N.S.PRO 950 neo 製品情報

 この20年間でアイアンヘッドは大きな進化を遂げ、多くのアベレージゴルファーはマッスルバックから飛び系へとシフトしてきた。アイアンヘッドだけが進化しても、それにマッチするシャフトがなければ最高のパフォーマンスはできない。そこでネオが生まれた。

N.S.PRO 950 neo

 大型、ストロングロフトのアイアンヘッドに対応するため、肉厚調整・形状加工を施し最適な剛性分布とした。また、同時にスタンダードなグリップサイズ(15.24mm)にすることで、振りやすさが向上。これらの効果で、重心距離が長めのアイアンヘッドに装着しても球が高く上がり、適正なスピン量で打つことができる。

N.S.PRO 950 neo

 さらに、シャフト中間部の剛性を950より高めに設計することで、シャフト先端部のしなりをより感じることができる。スピン量が少なくライナー弾道になりがちなストロングロフトのアイアンヘッドとのマッチングでも、グリーンに止まる弾道で飛んで行く。また、95g(R)はアベレージゴルファーのドライバーとの重量マッチングに適した重さとなっている。

N.S.PRO 950 neo

ユーザーの声

 試打会に集まったユーザーに感想を聞いた。

「N.S.PRO MODUS3 TOUR 120」を使用している40代の男性は、「N.S.PRO 950GH」は合わなかったが「N.S.PRO 950GH neo」は「思った以上に打ちやすかったです。振りやすくて楽に球を上げてくれるので、買い替える時は検討したいです」と好感触。

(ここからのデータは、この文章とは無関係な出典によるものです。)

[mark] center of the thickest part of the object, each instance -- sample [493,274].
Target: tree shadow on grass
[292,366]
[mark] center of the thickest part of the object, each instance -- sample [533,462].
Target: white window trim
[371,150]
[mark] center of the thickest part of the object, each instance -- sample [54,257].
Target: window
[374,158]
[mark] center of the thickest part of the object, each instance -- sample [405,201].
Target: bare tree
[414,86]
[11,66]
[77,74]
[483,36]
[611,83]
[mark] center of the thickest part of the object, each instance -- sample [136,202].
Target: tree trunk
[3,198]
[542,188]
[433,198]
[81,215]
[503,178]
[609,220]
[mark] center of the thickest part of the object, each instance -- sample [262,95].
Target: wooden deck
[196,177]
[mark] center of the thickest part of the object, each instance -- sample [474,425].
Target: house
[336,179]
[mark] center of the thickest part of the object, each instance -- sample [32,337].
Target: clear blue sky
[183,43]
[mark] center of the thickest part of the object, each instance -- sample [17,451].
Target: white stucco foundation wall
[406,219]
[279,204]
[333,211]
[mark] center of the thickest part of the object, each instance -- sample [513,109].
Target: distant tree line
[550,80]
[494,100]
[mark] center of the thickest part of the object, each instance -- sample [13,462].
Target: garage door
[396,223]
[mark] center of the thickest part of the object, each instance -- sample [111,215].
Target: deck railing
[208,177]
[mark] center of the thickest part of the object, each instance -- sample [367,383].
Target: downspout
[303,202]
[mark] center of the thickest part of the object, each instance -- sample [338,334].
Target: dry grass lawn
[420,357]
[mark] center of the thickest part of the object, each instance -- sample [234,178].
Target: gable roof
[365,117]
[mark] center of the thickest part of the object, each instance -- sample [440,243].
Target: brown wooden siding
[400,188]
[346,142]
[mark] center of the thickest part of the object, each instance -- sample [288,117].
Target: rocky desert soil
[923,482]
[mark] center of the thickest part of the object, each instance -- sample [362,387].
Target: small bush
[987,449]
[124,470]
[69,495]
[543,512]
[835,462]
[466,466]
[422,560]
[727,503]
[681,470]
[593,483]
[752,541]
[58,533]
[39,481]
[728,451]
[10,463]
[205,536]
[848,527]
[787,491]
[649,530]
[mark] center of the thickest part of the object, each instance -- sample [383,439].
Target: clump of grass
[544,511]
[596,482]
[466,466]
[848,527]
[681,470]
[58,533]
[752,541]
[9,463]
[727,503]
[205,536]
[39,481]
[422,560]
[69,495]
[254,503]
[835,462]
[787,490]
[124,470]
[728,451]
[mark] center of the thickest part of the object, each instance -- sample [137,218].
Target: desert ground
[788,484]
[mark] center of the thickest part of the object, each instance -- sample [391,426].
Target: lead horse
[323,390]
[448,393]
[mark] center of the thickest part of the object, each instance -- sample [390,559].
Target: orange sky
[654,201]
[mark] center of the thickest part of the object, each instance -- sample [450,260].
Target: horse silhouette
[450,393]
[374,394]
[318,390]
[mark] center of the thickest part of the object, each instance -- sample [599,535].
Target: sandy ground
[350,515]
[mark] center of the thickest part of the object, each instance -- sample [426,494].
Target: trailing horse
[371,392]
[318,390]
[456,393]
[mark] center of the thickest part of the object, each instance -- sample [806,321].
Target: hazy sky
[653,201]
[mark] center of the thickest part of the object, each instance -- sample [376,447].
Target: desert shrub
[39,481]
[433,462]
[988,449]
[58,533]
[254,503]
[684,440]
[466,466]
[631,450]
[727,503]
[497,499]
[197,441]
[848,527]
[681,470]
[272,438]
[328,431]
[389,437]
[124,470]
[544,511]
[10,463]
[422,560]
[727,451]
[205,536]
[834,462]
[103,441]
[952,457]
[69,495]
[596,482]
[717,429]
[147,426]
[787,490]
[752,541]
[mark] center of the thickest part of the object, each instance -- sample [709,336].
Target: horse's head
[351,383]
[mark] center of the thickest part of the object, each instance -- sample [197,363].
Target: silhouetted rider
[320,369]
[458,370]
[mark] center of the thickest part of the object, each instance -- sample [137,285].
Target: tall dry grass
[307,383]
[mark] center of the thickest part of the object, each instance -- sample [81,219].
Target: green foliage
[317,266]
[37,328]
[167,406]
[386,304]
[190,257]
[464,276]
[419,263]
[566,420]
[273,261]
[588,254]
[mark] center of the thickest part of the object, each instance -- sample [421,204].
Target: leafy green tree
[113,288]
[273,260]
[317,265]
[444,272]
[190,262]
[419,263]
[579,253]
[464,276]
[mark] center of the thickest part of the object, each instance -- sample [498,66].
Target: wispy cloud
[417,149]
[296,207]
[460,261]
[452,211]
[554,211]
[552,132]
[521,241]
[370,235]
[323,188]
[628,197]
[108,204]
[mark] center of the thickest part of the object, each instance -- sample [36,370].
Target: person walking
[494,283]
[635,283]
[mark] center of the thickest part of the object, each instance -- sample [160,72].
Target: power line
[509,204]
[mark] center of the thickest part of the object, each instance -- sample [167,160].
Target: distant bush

 また、関プロのフィッティングを受け、勧められた「X(フレックス)は無理かなと思っていましたが、振ってみると意外に振れました」とネオであれば硬めのフレックスでもこの男性には合うと関プロは瞬時に判断したようだ。

ユーザーの声

「N.S.PRO MODUS3 TOUR 120」のXフレックスを使用している40代の男性は、「950GHだと軽すぎて暴れる感じがありましたが、ネオはそういうのがなかったです」と120g台から90g台になってもネオなら問題なし。また、「打ちに行かなくても、ある程度(シャフトが)振ってくれます。ヘッドの重さを感じて振れるのが良かったです」と、買い替える際の候補にすると話していた。

 フィッティングに関しては「絶対にこっち(ネオ)の方がいいと言って頂きました」とクラブ選びの達人からのアドバイスはとても良い経験になった。

ユーザーの声

 50代の男性は普段から重いシャフトを使用しているが、ネオを打ってみて「質が良いです。軽いけどしっかりしています」。950は以前使用していて良い球も出ていたが「飛距離が少しロスしてしまい、方向性が安定しませんでした」とパワーのあるこの男性には合わなかったようだ。